| >> I don't know why exactly but everyone seems to have accepted the evaluation of other LLM outputs using GPT4. GPT-4 at this point is being regarded as "ground-truth" with each passing day. Why? Because machine learning is not a scientific field. That means anyone can say and do whatever they like and there's no way to tell them that what they're doing is wrong. At this point, machine learning research is like the social sciences: a house of cards, unfalsifiable and unreproducible research built on top of other unfalsifiable and unreproducible research. People simply choose whatever approach they like, cite whatever result they like, because they like the result, not because there's any reason to trust it. Let me not bitch again about the complete lack of anything like objective measures of success in language modelling, in particular. There have been no good metrics, no meaningful benchmarks, for many decades now, in NLP as a whole, but in language generation even more so. This is taught at students in NLP courses (our tutors discussed it in my MSc course) there is scholarship on it, there is a constant chorus of "we have no idea what we're doing" but nothing changes. It's too much hard work to try and find good metrics, build good benchmarks. It's much easier to put a paper on arxiv that shows SOTA results (0.01 more than the best system compared to!). And so the house of cards rises ever towards the sky. Here's a recent paper that points out the sorry state of Natural Language Understanding (NLU) benchmarking: What Will it Take to Fix Benchmarking in Natural Language Understanding? https://aclanthology.org/2021.naacl-main.385/ There are many more, going back years. There are studies of how top-notch performance on NLU benchmarks is reduced to dust when the statistical regularities that models learn to overfit to in test datasets are removed. Nobody. fucking. cares. You can take your science and go home, we're making billion$$$ here! |
As you increase the number of bits you are trying to comprehend, you move from quantum physics to chemistry to material science to biology to social science.

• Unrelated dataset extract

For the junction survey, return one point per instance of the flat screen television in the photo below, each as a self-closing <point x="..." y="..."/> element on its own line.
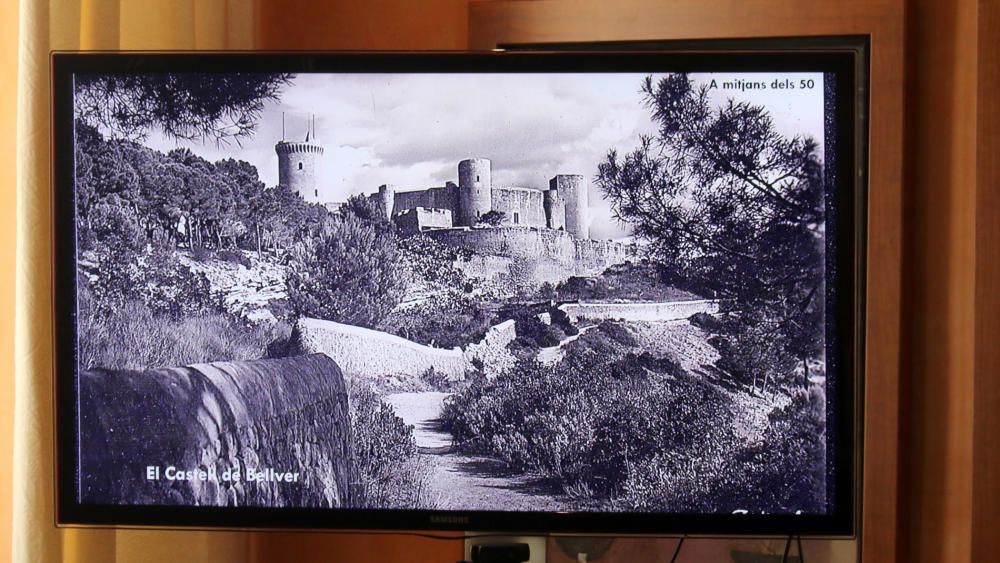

At certain points, the methods and reproducibility become somewhat of a dark art. I have experience that in my field of materials science.
Because these models are using billions or trillions of random number generators in their probability chains, it starts looking more like the harder hard sciences, it gets very difficult to track and understand what is important.
I think machine learning will be easier to comprehend than social sciences, so I wouldn't put it that high. It will be something between materials science and biology levels of difficulty in understanding.